Penn’s Center for High Impact Philanthropy Helps Donors With ‘Saving Children’s Lives’
Every year, nearly seven million children will die from preventable causes like diarrhea, pneumonia or measles before they reach the age of 5.
The Center for High Impact Philanthropy at the University of Pennsylvania has launched an online Child Survival Toolkit, showing how donors can help. The online toolkit is the latest resource developed by the Center that provides independent analysis, education and other decision-making tools for donors.
“Saving Children’s Lives: A Global Public Health Toolkit for Donors” gathers information about existing tools and resources and illustrates how simple things, such as breast feeding, insecticide-treated bed nets and keeping newborns warm, can prevent as many as two-thirds of the world’s child deaths.
"There are proven tools and community-based approaches that are ready for donor investment," said Carol McLaughlin, the Center’s research director and a global-health specialist trained in pediatrics and internal medicine. "It provides evidence-based approaches that match the needs on the ground with examples of how organizations effectively and efficiently deliver these solutions, including their estimated impacts and related costs."
The online toolkit outlines how donors can successfully address malnutrition, malaria, newborn health and measles. It answers questions like:
- What are meaningful and achievable goals for donors to target?
- What works and what doesn’t in improving child survival?
- How much does change cost?
- How can donors identify organizations that are best positioned to have the biggest impact?
“Saving Children’s Lives” also illustrates three major strategies for creating impact: treat and prevent now, build systems for the long term and innovate for the future. For each strategy, the toolkit gives examples of specific programs for donors to consider, including fact sheets, detailed analyses and tips on the next steps.

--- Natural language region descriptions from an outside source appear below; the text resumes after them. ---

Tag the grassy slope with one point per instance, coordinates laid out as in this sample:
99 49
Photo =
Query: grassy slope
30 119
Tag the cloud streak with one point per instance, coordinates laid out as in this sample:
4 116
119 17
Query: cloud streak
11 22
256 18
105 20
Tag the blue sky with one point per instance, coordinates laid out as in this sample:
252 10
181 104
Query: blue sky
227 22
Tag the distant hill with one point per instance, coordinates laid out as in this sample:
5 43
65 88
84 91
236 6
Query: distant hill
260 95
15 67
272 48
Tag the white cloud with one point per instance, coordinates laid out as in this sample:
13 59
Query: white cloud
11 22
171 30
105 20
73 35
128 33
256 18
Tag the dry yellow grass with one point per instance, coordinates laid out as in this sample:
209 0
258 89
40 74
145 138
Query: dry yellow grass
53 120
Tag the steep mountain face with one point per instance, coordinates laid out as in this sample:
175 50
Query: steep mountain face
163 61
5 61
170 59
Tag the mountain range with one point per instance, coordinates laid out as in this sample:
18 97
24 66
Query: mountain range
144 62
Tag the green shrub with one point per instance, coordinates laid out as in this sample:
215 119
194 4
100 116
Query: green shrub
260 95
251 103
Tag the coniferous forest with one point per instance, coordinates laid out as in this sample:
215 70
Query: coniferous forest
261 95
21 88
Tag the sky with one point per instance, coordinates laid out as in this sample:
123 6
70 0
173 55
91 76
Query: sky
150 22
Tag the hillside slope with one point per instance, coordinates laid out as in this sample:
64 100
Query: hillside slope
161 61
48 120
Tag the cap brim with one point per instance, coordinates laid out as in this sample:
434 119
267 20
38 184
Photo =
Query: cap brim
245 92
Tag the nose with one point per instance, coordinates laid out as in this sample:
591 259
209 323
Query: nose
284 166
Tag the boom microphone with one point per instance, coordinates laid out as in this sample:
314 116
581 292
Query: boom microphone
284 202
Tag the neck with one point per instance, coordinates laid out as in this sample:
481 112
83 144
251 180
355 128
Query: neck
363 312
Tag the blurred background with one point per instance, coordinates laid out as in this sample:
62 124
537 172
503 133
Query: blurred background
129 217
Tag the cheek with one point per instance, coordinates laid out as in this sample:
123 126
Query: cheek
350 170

“In the toolkit, donors will find best practice approaches they can support which successfully deliver proven interventions to prevent child sickness and death,” McLaughlin said. “For example, diagnosis and treatment of malaria, diarrhea and pneumonia by well-trained and supervised community health workers can save millions of lives. A package of home-based newborn care delivered by community health workers can cut in half newborn deaths in high-risk areas.”